Julie A. Woodzicka (Washington and Lee University) and Marianne LaFrance (Yale) report an experiment reminiscent of Milgram’s famous studies of obedience to authority. Reminiscent both because it highlights the gap between how we imagine we’ll respond under pressure and how we actually do respond, and because it’s hard to imagine an ethics review board allowing it.
The study, reported in the Journal of Social Issues in 2001, involved the following (in their own words):
we devised a job interview in which a male interviewer asked female job applicants sexually harassing questions interspersed with more typical questions asked in such contexts.
The three sexually harassing questions were (1) Do you have a boyfriend? (2) Do people find you desirable? and (3) Do you think it is important for women to wear bras to work?
Participants, all women, average age 22, did not know they were in an experiment and were recruited through posters and newspaper adverts for a research assistant position.
The results illuminated what targets of harassment do not do. First, no one refused to answer: Interviewees answered every question irrespective of whether it was harassing or nonharassing. Second, among those asked the harassing questions, few responded with any form of confrontation or repudiation. Nonetheless, the responses revealed a variety of ways that respondents attempted to circumvent the situation posed by harassing questions.
Just as with the Milgram experiment, these results contrast with how participants from a companion study imagined they would respond when the scenario was described to them:
The majority (62%) anticipated that they would either ask the interviewer why he had asked the question or tell him that it was inappropriate.
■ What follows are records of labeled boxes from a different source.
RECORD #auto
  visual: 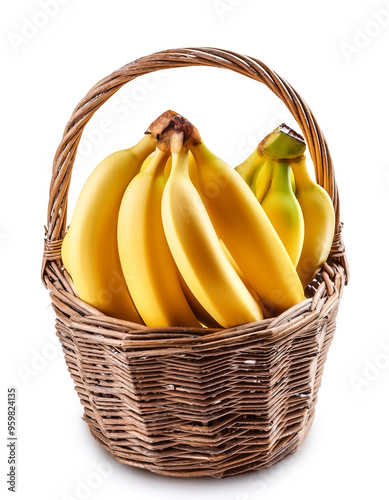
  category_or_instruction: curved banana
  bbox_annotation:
[188,138,304,314]
[62,135,156,323]
[177,274,220,328]
[162,134,263,328]
[262,160,304,267]
[291,157,335,288]
[117,147,201,328]
[253,158,274,203]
Further, over one quarter of the participants (28%) indicated that they would take more drastic measures by either leaving the interview or rudely confronting the interviewer. Notably, a large number of respondents (68%) indicated that they would refuse to answer at least one of the three harassing questions.
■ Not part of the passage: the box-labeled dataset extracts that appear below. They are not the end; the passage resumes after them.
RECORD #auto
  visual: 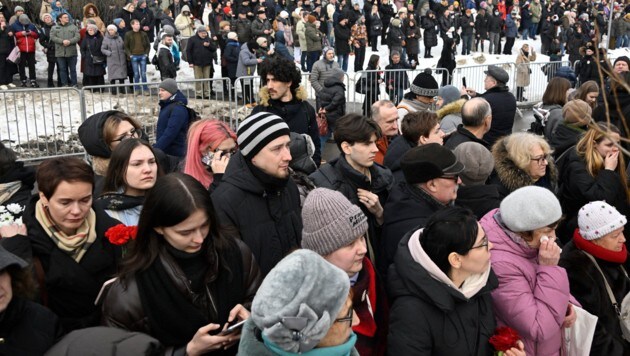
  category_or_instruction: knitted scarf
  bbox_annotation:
[35,200,96,263]
[573,229,628,263]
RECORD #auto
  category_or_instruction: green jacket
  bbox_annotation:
[304,22,322,52]
[50,22,81,58]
Part of the difference, the researchers argue, is that women imagining the harassing situation over-estimate the anger they will feel. When confronted with actual harassment, fear replaces anger, they claim. Women asked the harassing questions reported significantly higher rates of fear than women asked the merely surprising questions. Coding of facial expressions during the (secretly videoed) interviews revealed that the harassed women also smiled more – fake (non-Duchenne) smiles, presumably aimed at appeasing a harasser that they felt afraid of.
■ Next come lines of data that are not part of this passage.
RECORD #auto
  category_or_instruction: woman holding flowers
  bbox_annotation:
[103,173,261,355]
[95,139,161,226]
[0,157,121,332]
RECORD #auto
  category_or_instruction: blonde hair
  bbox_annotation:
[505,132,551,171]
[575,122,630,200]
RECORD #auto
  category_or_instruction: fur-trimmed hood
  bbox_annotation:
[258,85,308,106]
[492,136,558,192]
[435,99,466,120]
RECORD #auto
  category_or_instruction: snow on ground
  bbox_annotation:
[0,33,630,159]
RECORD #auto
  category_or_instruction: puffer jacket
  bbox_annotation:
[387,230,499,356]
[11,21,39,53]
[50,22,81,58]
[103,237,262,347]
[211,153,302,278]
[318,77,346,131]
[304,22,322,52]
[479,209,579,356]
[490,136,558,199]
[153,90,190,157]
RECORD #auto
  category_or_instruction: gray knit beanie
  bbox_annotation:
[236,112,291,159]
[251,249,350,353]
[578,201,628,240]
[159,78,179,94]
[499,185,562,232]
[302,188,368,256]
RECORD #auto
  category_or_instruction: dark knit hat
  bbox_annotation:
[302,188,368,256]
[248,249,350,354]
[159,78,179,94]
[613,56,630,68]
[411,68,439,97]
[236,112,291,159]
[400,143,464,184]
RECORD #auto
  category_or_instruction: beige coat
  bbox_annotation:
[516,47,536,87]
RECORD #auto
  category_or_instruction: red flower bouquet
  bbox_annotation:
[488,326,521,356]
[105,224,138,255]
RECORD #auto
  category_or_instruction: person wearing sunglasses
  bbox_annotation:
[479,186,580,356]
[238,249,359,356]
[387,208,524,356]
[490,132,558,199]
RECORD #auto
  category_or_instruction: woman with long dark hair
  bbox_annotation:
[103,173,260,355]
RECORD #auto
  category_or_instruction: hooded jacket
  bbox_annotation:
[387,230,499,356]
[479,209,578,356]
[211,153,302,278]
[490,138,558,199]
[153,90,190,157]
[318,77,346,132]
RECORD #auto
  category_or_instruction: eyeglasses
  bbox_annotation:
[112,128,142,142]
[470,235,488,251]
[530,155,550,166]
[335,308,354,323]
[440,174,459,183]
The research report doesn’t indicate what, if any, ethical review process the experiment was subject to.
Obviously it is an important topic, with disturbing and plausible findings. The researchers note that courts have previously interpreted inaction following harassment as indicative of some level of consent. But, despite the real-world relevance, is it a topic that is it important enough to justify employing a man to sexually harass unsuspecting women?
Reference: Woodzicka, J. A., & LaFrance, M. (2001). Real versus imagined gender harassment. Journal of Social Issues, 57(1), 15-30.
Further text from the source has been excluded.